Correct focusing of images in the eye is determined by the focusing power of the cornea and the lens of the eye in relation to the length of the eye. Either the cornea or the lens or both can be changed to correct errors of focusing (called refractive errors) such as nearsightedness, farsightedness, or astigmatism. A "cataract" is a clouding of the natural lens in the eye and modern treatment of cataract involves removing this clouded lens and replacing it with an artificial lens called a lens implant. Exactly the same operation can be done when the lens is not clouded in order to change the power of the lens as a way to correct nearsightedness or farsightedness. This is called Refractive Lens Replacement.
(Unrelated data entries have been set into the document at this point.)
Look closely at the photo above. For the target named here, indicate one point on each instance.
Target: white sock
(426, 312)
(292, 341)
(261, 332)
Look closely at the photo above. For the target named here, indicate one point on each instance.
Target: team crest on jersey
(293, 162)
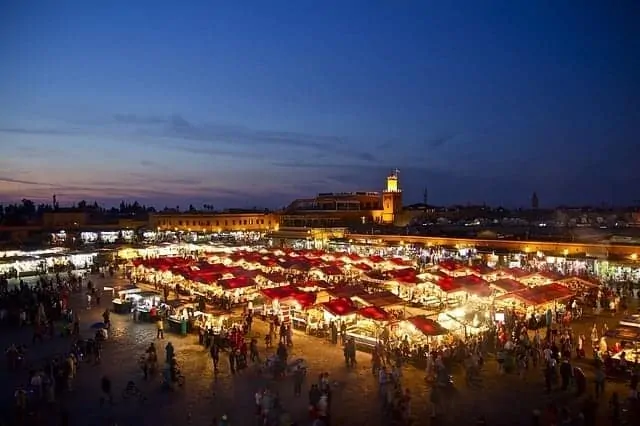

For a relatively high amount of farsightedness (hyperopia) refractive lens replacement is, in our opinion, the only good surgical choice at this point in time. Depending on individual considerations, it may be the best procedure for any degree of hyperopia and perhaps for some cases of extreme myopia. Refractive lens replacement is less likely to produce side effects such as starburst, glare, halos, and decreased night vision than any of the corneal procedures. Most patients have none of these side effects after refractive lens replacement, but they remain possibilities.
Since refractive lens replacement requires surgery inside the eye and not just on the cornea, it can be associated with some potentially severe complications rarely if ever seen following any of the corneal procedures (e.g. LASIK, ALK, RK, PRK). These include, but are not limited to:
1. Infection inside the eye (endophthalmitis). We estimate the probability of this to be less then 1 in 2,500, but if it occurs it is very serious and can cause loss of vision or blindness if unsuccessfully treated.
2. Retinal detachment. We estimate the probability of this to be about 1 in 1,000 cases in hyperopic patients, but considerably more likely in myopes and especially high myopes where it may reach a likelihood of as high as 4 to 5 in 100. Retinal detachments tend to occur in high myopes even if they have no surgery. The probability of retinal detachment increases if a capsulotomy (see "6" below) is needed. A capsulotomy is necessary in 30% to 50% of young patients who undergo lens replacement. Some retinal detachments can be successfully treated, but not all and this can result in severe loss of vision or blindness.
3. Cystoid Macular Edema. This is a swelling in the layers of the center part of the retina which can occur after any type of surgery inside the eye, including refractive lens replacement. It seems more likely with increasing age. It may occur to some degree in several out of every 100 eyes. Fortunately it usually gets better with time, but it can delay the return of good vision and sometimes does not get better and can result in permanent decreased vision.
4. Damage to the iris or pupil. This is not likely, but can occur. It if should, it can interfere with the best possible vision and can produce severe glare, light sensitivity, and a cosmetically displeasing appearance to the eye.
5. Eye pressure. There is commonly some fluctuation of the eye pressure following refractive lens replacement in the first few days or weeks following surgery. Rarely the pressure can remain elevated and result in the eye disease called "glaucoma".
6. Need for capsulotomy. In about 1 out of 2 to 3 eyes following refractive lens replacement the "capsule" behind the implant becomes clouded to some degree. This is usually very easy to correct using the YAG laser, but having the capsule opened is felt to increase the risk of cystoid macular edema and retinal detachment.
7. Effect on accommodation. (See "Presbyopia" section). The ability to focus at different distances automatically in young people is done by the natural lens of the eye. Following refractive lens replacement, this ability is gone and the resulting effect must be understood. In patients near or over 40, this changing focus ability is already decreased or lost and is not generally much of an issue. It is, however, an important consideration, especially in younger people. This surgery creates "instant presbyopia" and unless it is compensated for by monovision there will be a need to use glasses for near tasks such as reading. If you are a candidate for Refractive Lensectomy, you will be given a separate booklet to study.